The research addresses cross-domain video summarization by coaching on a labelled short-form video dataset and adapting to unlabelled, hour-long movies from a special area. Initially, a mannequin is skilled to summarize 3-minute movies utilizing TimeSFormer options, a visual-language alignment module, and a textual content decoder, optimized by cross-entropy and contrastive losses. To deal with longer movies, they’re segmented into 3-minute clips, and pseudo-captions are generated. An iterative meta-prompting method with a number of LLMs (generator, evaluator, optimizer) refines summaries. Lastly, the mannequin is fine-tuned on these pseudo-summaries utilizing a symmetric cross-entropy loss to handle noisy labels and enhance adaptation.

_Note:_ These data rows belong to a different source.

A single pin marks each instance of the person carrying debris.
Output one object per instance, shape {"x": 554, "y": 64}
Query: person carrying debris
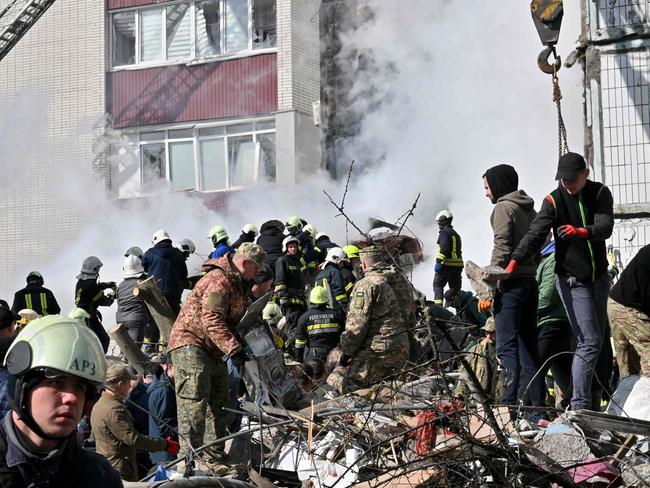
{"x": 289, "y": 287}
{"x": 449, "y": 261}
{"x": 482, "y": 358}
{"x": 56, "y": 367}
{"x": 116, "y": 437}
{"x": 36, "y": 297}
{"x": 580, "y": 213}
{"x": 319, "y": 328}
{"x": 629, "y": 313}
{"x": 202, "y": 335}
{"x": 331, "y": 279}
{"x": 375, "y": 342}
{"x": 515, "y": 302}
{"x": 167, "y": 264}
{"x": 90, "y": 294}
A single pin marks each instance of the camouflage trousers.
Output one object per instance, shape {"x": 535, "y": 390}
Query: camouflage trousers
{"x": 631, "y": 335}
{"x": 201, "y": 394}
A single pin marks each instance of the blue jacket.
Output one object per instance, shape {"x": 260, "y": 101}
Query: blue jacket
{"x": 162, "y": 406}
{"x": 167, "y": 264}
{"x": 221, "y": 250}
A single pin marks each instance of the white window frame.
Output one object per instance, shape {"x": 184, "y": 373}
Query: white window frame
{"x": 194, "y": 58}
{"x": 196, "y": 140}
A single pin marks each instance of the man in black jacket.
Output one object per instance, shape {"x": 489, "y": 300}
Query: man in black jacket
{"x": 580, "y": 212}
{"x": 629, "y": 314}
{"x": 36, "y": 296}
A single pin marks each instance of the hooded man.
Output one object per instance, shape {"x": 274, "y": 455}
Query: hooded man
{"x": 515, "y": 301}
{"x": 581, "y": 214}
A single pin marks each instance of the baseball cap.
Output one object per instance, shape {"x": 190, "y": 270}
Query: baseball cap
{"x": 570, "y": 166}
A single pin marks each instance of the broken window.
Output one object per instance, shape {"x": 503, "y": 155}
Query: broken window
{"x": 208, "y": 28}
{"x": 181, "y": 165}
{"x": 264, "y": 27}
{"x": 179, "y": 32}
{"x": 123, "y": 30}
{"x": 153, "y": 166}
{"x": 151, "y": 35}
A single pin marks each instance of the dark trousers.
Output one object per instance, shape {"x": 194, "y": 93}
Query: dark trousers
{"x": 515, "y": 316}
{"x": 448, "y": 274}
{"x": 586, "y": 306}
{"x": 555, "y": 338}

The research evaluates VisMaP throughout three situations: summarization of lengthy movies utilizing Ego4D-HCap, cross-domain generalization on MSRVTT, MSVD, and YouCook2 datasets, and adaptation to brief movies utilizing EgoSchema. VisMaP, skilled on hour-long movies, is in contrast towards supervised and zero-shot strategies, akin to Video ReCap and LaViLa+GPT3.5, demonstrating aggressive or superior efficiency with out supervision. Evaluations use CIDEr, ROUGE-L, METEOR scores, and QA accuracy. Ablation research spotlight the advantages of meta-prompting and element modules, akin to contrastive studying and SCE loss. Implementation particulars embody the usage of TimeSformer, DistilBERT, and GPT-2, with coaching carried out on an NVIDIA A100 GPU.
In conclusion, ViSMaP is an unsupervised method for summarizing lengthy movies by using annotated short-video datasets and a meta-prompting technique. It first creates high-quality summaries by means of meta-prompting after which trains a summarization mannequin, lowering the necessity for in depth annotations. Experimental outcomes reveal that ViSMaP performs on par with totally supervised strategies and adapts successfully throughout varied video datasets. Nonetheless, its reliance on pseudo labels from a source-domain mannequin could influence efficiency beneath vital area shifts. Moreover, ViSMaP presently depends solely on visible data. Future work may combine multimodal information, introduce hierarchical summarization, and develop extra generalizable meta-prompting methods.
Try the Paper. Additionally, don’t overlook to comply with us on Twitter and be part of our Telegram Channel and LinkedIn Group. Don’t Overlook to hitch our 90k+ ML SubReddit.
Sana Hassan, a consulting intern at Marktechpost and dual-degree scholar at IIT Madras, is keen about making use of know-how and AI to deal with real-world challenges. With a eager curiosity in fixing sensible issues, he brings a contemporary perspective to the intersection of AI and real-life options.